METALLIC SHEATH : In order to protect the cable from moisture, gases or other damaging liquids in the soil & atmosphere, a metallic sheath of lead or aluminium is provided over the insulation.

ARMOURING :  Armouring is provided which consists of one or two layers of galvanised steel wire or steel tape. It purpose is to protect the cable from mechanical injury while laying it and during the course of handling. Armouring may not be done in the case of some cables.

SERVING :  In order to protect armouring from atmospheric conditions, a layer of fibrous material is provided over the armouring. This is known as serving. It may not be out of place to mention here that armouring and serving are only applied to the cables for the protection of conductor insulation and to protect the metallic sheath from mechanical injury.

RUBBER :  Rubber may be obtained from milky sap of tropical trees or it may be produced from oil products. It has relative permittivity varying between 2 and 3, dielectric strength is about 30kv/mm and resistivity of insulation is 10^17 Ω cm. Although pure rubber has reasonable high insulating properties, is suffers from some major drawbacks viz., readily absorbs moisture, maximum safe temperature is low (about 38̊ C), soft and liable to damage due to rough handling and ages when exposed to light. Pure rubber cannot be used as insulating material.

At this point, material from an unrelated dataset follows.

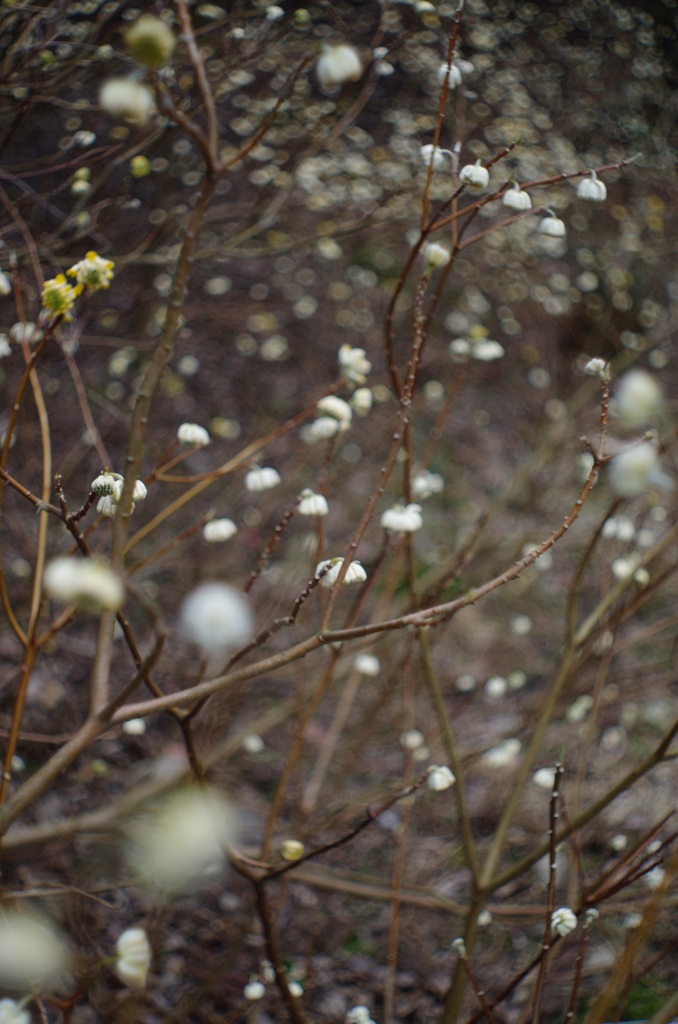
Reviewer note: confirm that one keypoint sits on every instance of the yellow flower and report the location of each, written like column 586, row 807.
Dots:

IMPREGNATED PAPER : It consists of chemically pulped paper made from wood chippings and impregnated with some compound such as paraffinic or napthenic material. This type of insulation has almost superseded the rubber insulation. It is because it has the advantages of low cost, low capacitance, high dielectric strength and high insulation resistance. The only disadvantage is that paper is hygroscopic and even if it is impregnated with suitable compound, it absorbs moisture and thus lowers the insulation resistance of the cable. For this reason, paper insulated cables are always provided with some protective covering and are never left unsealed. If it is required to be left unused on the site during laying, its ends are temporarily covered with wax or tar. It absorbs moisture so it provided with protective covering & does not left unsealed. It was high dielectric strength, high insulation resistance.

VARNISHED CAMBRIC : It is a cotton cloth impregnated & coated with varnish. This type of insulation is also known as empire tape. The cambric is lapped on to the conductor in the form of a tape and its surfaces are coated with petroleum jelly compound to allow for the sliding of one turn over another as the cable is bent. As the varnished cambric is hygroscopic, therefore, such cables are always provided with metallic sheath. Its dielectric strength is about 4kv/mm and permittivity is 2.5 to 3.8.